There will be just 200 DS3 Rs sold in the UK, one-10th of the total production run of 2,000. Why so few? It's not just because the DS3 Racing is an image-building exercise, designed to create desire for other DS3s. There's a more pragmatic reason, which is that a carmaker can build no more than 1,000 examples of a new derivative if it is to avoid costly recertification.

To build 2,000 examples, Citroë* Racing has created two slightly different DS3 Rs with fractionally different engine calibrations, one with a whisker more power – not that a driver can detect the difference. Which one you'll get if you buy a DS3 R is something you need neither know nor worry about.

For a lover of small, feisty French hatchbacks like me, the DS3 Racing's arrival is wonderful news. Given Peugeot-Citroën's recent return to the form that made my own 24-year-old 205 GTI still one of the greatest hot hatchbacks ever made, the DS3 Racing should be an absolute cracker.

Certainly its engine sounds great, with its deep, slightly crackly exhaust note. It has a strong, big-hearted thrust at low engine speeds not found in the Clio, which makes really rapid progress less effort-heavy to the extent that it doesn't feel quite as fast as it is. That's no bad thing.
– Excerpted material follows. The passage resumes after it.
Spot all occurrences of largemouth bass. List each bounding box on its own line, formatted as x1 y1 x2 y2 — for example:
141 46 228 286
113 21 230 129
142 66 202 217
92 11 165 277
In corners it stays flat and grips hard.

But there is something missing: a transparency, a dialogue, the instant responsiveness that marks a Clio or my 205. The electric power-steering system has been retuned for the DS3 R, to give it a sharper feel around the straight-ahead, but it's not enough. The problem is not so much the weighting of the steering, more that it doesn't change convincingly with the changing forces acting on the front wheels.

Accelerate hard in a bend, or turn more tightly, and the steering should get heavier. It doesn't, and it's disconcerting. Accelerate hard on an undulating road, and the front wheels tug the DS3 R from side to side in a bout of the "torque steer" once all too common in powerful cars with front-wheel drive. Yet you feel none of this through the steering. That's disappointing. So is the fact that bumpy roads make the suspension chop and fidget in a way the Peugeot-Citroë* engineers used to be so good at avoiding. A Mini Cooper S JCW is worse here, but a Clio copes and so does a DS3 DSport. I love the idea of the DS3 Racing, but I couldn't live with one. It's an opportunity mishandled. And I'm rather sad about that.

The rivals

Mini Cooper S John Cooper Works: from £22,320, 211bhp, 169g/km. Slightly faster, slightly thirstier, even bouncier on bad roads. Great fun but steering is glutinous in Sport mode.

Renault sport Clio 200: from £16,810, 200bhp, 190g/km. Price buys relatively austere Cup version, two posher ones available. Sharp, revvy, non-turbo engine, best handling and ride.

Seat Ibiza Cupra: £17,550, 180bhp, 148g/km. 1.4 litre engine has turbo and supercharger, great power delivery, enjoyable handling, decent ride. Sequential DSG gearbox spoils it.